Mphande was born in Malawi, a country in southeastern Africa, in 1947. From 1964-94, the country was under the rule of then-President Hastings Banda, who Mphande described as a dictator. 
Banda’s time as president was also during South Africa’s apartheid. It was around this time a young Mphande began protesting against both his country’s dictator and apartheid in the South. 
Banda became president in 1966, during which he ruled over a one-party system. In 1971, Banda declared himself “president for life,” according to the Associated Press. During the three decades he governed Malawi, Banda maintained “open and formal ties with apartheid-ruled South Africa and Israel,” while “thousands of political opponents were killed, tortured, jailed without trial or hounded into exile” under his rule.
This was also when Mphande’s arrests began, which continued through his time completing a bachelor’s program in English literature and history of international relations.
“I was viewed as an enemy, because [Banda] was one of the very few African leaders who agreed with the apartheid system,” Mphande said.
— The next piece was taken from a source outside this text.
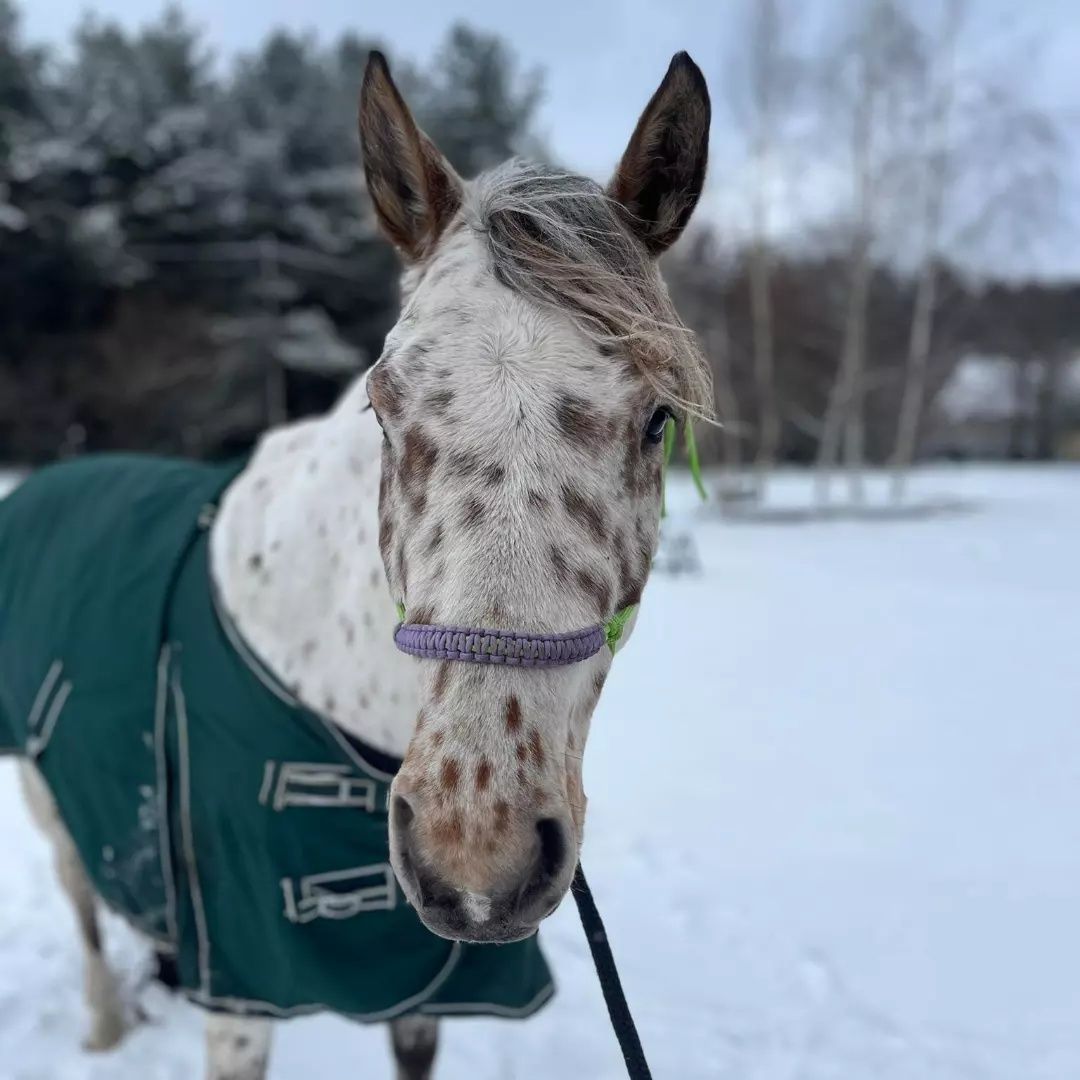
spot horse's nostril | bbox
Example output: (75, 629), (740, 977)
(516, 818), (570, 926)
(390, 795), (416, 831)
(537, 818), (566, 880)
Mphande went on to study in England, where he got his master’s degree in applied linguistics at the University of Lancaster in 1979. However, Mphande still fought against apartheid from across the pond by connecting with exiled South African activists who had fled to Britain.
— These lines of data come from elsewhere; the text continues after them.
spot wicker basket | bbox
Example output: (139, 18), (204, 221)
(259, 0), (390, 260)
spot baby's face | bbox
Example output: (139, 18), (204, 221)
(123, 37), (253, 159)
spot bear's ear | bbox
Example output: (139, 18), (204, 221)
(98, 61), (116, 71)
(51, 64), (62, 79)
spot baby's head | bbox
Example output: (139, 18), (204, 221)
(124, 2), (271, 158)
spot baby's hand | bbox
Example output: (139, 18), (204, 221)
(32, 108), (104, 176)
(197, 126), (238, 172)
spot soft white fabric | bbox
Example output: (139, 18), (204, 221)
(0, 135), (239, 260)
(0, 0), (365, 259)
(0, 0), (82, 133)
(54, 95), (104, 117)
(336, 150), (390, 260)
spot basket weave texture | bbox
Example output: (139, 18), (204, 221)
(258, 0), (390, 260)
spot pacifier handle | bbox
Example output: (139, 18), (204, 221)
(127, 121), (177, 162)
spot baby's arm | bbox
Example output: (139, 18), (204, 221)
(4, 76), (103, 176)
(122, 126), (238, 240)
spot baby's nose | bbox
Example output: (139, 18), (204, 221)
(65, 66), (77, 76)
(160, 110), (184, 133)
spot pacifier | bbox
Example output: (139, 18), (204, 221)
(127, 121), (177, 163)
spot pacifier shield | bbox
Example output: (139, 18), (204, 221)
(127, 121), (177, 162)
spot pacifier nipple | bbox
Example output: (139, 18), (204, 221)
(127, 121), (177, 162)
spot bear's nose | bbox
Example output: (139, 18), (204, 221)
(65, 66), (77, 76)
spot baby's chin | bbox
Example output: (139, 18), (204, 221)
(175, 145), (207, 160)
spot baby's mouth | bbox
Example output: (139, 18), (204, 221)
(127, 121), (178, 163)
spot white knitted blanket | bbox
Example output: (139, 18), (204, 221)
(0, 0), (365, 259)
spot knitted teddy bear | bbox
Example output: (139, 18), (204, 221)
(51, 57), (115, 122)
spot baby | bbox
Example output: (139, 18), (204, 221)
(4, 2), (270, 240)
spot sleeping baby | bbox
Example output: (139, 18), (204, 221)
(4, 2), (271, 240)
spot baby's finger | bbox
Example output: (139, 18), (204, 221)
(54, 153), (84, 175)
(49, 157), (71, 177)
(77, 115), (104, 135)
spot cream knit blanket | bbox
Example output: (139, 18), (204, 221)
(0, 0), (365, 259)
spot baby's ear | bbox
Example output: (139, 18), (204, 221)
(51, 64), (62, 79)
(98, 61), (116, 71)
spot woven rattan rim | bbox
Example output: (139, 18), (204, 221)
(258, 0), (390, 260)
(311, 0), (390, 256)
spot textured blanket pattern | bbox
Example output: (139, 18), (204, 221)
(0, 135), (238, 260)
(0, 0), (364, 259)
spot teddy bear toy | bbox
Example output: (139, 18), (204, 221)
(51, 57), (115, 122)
In 1983, Mphande returned to Malawi, where Banda was cracking down on protesters. Then, as Mphande tried to leave the country, he was involved in a car crash, which he personally suspects wasn’t an accident. 
The accident caused the death of one of his colleagues and left Mphande himself with broken knees and ribs.
“I had to leave the country on a stretcher,” Mphande said.
In 1985, he came to the United States, determined to earn a Ph.D. in applied linguistics at the University of Texas. There, he discovered the United States had its own share of racial disparities.
During that time, Mphande said he saw the way citizens in Africa and the United States alike can be controlled or misled by a lack of education.
“The oppressive, colonizing powers took advantage of people who were ignorant, so that they could easily sell their distorted philosophies to try and convince Africans that they are inherently inferior,” he said.
Mphande said he wanted to teach people more about global politics and culture, which is what led him to become an educator.
Mphande came to Ohio State in 1989, where he found a Black Studies Department with the potential to grow. 
Mphande helped to develop courses within the department that focused on Africa. He said he believes in the importance of teaching African history and languages, and when he first began, Swahili was the only African language available at Ohio State. Now, he’s helped add seven more, including Hausa, Shona, Somali, Swahili, Twi, Yoruba and Zulu.
“When I came here, the only course I could identify at Ohio State that directly related to Africa was a course in geography, so nothing about the people and culture,” Mphande said. “I was interested in having much more robust studies that would include African countries.”
Simone Drake, vice chair of the African American and African Studies Department and professor of English, said Mphande changed the way Black studies was taught, bringing together the history of Black people from African countries and the United States.
“Sometimes, there’s sort of a divide between African American studies and African studies,” Drake said. “[Mphande] seemed really invested in bridging that divide.”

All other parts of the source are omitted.